Hello, fellas. I am an ornithologist currently trying to fit a model on the territory sizes of a species of bird (call it A). When I mapped 20 territories of these birds I noticed that some territories were defended by pairs and others by trios (i.e., two and three birds). Though my main goal was only to report the territory sizes, I have been thinking about running a ‘simple’ model in brms in the form:
model <- brm(territory_size ~ 1 + number_of_birds,
data = df,
family = gaussian(),
iter = 40000, warmup = 20000, chains = 4, cores = 4)

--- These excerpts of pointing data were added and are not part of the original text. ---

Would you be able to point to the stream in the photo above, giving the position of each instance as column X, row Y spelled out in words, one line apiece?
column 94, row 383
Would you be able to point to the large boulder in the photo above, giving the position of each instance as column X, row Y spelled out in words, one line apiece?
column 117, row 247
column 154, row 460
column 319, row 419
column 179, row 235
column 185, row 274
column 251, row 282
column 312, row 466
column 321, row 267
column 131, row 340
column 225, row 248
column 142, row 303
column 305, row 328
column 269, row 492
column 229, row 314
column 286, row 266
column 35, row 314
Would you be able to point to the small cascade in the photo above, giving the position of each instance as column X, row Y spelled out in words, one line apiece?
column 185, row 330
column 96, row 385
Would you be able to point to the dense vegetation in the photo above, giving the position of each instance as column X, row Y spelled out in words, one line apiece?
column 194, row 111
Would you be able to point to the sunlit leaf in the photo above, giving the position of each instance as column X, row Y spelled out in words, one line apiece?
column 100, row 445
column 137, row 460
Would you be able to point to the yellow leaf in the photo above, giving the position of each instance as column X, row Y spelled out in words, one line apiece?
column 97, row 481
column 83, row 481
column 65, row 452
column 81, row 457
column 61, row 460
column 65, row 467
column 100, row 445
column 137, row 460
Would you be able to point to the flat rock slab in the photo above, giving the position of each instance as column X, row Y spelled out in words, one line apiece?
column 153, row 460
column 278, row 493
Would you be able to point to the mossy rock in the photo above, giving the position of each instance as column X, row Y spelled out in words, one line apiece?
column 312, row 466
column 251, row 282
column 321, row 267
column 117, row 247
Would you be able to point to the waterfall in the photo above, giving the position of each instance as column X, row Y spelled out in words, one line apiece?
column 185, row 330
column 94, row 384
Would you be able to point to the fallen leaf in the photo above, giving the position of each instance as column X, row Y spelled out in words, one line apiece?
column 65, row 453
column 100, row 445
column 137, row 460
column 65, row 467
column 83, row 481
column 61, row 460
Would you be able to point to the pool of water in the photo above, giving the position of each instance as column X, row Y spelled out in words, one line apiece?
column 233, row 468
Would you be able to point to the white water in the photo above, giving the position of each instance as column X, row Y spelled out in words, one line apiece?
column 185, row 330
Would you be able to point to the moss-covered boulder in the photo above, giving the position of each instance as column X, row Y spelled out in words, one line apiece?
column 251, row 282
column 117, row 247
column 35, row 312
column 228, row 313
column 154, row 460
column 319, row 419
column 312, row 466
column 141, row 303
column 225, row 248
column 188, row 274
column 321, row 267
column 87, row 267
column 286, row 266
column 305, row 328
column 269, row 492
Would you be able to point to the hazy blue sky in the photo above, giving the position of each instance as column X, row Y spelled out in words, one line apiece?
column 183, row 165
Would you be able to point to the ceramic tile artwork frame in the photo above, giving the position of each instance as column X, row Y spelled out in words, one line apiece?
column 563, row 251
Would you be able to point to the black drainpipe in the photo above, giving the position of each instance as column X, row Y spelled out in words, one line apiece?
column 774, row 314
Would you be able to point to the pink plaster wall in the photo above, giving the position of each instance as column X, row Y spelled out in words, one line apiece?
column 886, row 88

However, I have prior information on the territory sizes of two closely related species (call them B and C), and I want to include this information in the model. The issue comes in how to proceed about it. Other studies have reported average territory sizes of 13.3 km^2 and 42.5 km^2 for species B and median territory size of 19.5 km^2 for species C. Based on this information I decided to set a prior with a value somewhere in between the reported ones: 21.0 km^2, with standard deviation wide enough to allow to a range of values: 8.0 km^2. The problem I have is how to include this in the previous model. So far my approach has been to run:
prior <- prior(normal(21000, 8000), class = "Intercept") #values in square meters
model <- brm(territory_size ~ 1 + number_of_birds,
data = df,
family = gaussian(),
iter = 40000, warmup = 20000, chains = 4, cores = 4)
I run prior predictive checks on this and they made sense. The model runs just fine. For practical purposes this model leads me to the same decision that I would have with a flat prior: the difference between territories with two and three birds is similar to zero.
My question to you is: Is this a correct way to include prior information in the model?
And a side question, would you suggest anything about how to choose the values that should be used for the prior? I know there is not such a thing as ‘the correct prior’, but as of now choosing values seems to be a mix of domain knowledge and a hunch.
This is the data:
territories_areas_feb10.csv (435 Bytes)
Any help would be greatly appreciated. Any comment regarding a flagrant mistake in my model and reasoning is also very much welcomed.